The music had ended. The moment was over.

But as she walked away, head high and posture perfect, I saw the slight stiffness in her shoulders. The controlled precision in her steps.

She’d wanted to break me.

And I’d denied her that.

The crowd began to disperse, conversations rising as people moved back to the edges of the dance floor. Several masked faces turned toward me—some curious, some assessing, some hungry for gossip.

My legs trembled, threatening to give out now that the adrenaline was fading.

Then Vladimir was there.

He didn’t rush. Didn’t draw attention. Just moved through the crowd with that effortless authority until he was standing beside me.

His hand found the small of my back again—steady, cold, familiar. Mine.

Kaia growled, the single word reverberating in my skull like a gong.

I shook it off mentally, like one would shake off a bad dream. Even if it made heat pool at the aching apex of my thighs.

"Walk," he murmured against my ear, his voice low and commanding. "Head up."

I tried. God, I tried.

But my legs were trembling, my body running on fumes and adrenaline that was rapidly fading. I managed two steps before my knees threatened to give out.

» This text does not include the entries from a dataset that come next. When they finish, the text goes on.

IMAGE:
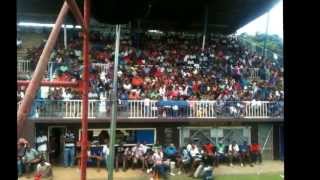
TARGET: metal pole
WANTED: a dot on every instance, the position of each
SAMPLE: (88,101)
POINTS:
(76,13)
(205,26)
(65,36)
(114,106)
(84,120)
(39,71)
(266,36)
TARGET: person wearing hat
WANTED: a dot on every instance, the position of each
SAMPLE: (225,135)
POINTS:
(220,154)
(233,152)
(44,170)
(30,159)
(42,144)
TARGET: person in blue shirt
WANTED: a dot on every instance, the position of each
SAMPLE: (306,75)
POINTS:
(245,153)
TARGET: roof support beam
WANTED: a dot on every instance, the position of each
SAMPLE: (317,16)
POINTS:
(76,13)
(39,71)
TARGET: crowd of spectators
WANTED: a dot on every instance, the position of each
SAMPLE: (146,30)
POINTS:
(166,67)
(171,67)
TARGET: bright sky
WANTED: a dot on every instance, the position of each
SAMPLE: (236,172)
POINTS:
(259,24)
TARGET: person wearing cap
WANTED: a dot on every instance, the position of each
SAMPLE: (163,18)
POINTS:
(233,152)
(69,149)
(220,153)
(245,153)
(209,148)
(30,159)
(44,170)
(42,144)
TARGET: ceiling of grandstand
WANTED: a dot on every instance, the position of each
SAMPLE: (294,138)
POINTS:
(225,16)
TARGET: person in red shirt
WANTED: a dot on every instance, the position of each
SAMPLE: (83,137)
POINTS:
(255,152)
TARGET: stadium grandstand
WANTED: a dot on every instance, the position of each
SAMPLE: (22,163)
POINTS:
(183,77)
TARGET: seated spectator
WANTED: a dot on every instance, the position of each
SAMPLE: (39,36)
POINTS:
(170,152)
(120,156)
(44,170)
(245,153)
(30,159)
(149,162)
(138,152)
(195,157)
(220,153)
(206,171)
(186,159)
(233,152)
(255,152)
(161,169)
(209,149)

Vladimir’s arm slid around my waist, pulling me snug against his side. Not gentle. Not tentative.

Possessive.

His grip tightened, his bionic hand splaying across my ribs, cold metal and unyielding pressure that somehow grounded me even as it made my breath hitch.

Then he moved.

His mouth descended to the curve of my neck, and I felt his teeth—sharp elongated canine—graze my pulse point before he bit.

Not hard enough to break skin. But hard enough to send a shockwave of sensation ripping through my entire body.

My knees buckled.

His hold tightened instantly, keeping me upright, his arm banding around me like iron as a low, guttural growl rumbled from his chest and vibrated against my throat.

The crowd erupted.

Cheers. Whistles. Applause so thunderous it made my ears ring.

My mind stuttered, trying to process—was this part of the show? Was this—

Then his scent hit me.

Not just the cold, clean scent I’d grown used to. Something else. Something darker, richer, more primal. It rolled over me in waves, sliding across my skin like phantom fingers, caressing, claiming, marking.

My body responded before my mind could catch up.

Heat flooded through me—molten and overwhelming. My thighs clenched, trying to ease the sudden, desperate ache building between them. My nipples hardened against the fabric of my dress, sensitive and begging for friction I couldn’t get.

I felt it—felt his scent like fingertips trailing down my spine, across my collarbone, between my breasts, lower—

Oh god.

My heart sputtered, stumbling over itself as pleasure sparked through me, sharp and unexpected and utterly wrong for the middle of a goddamn ballroom.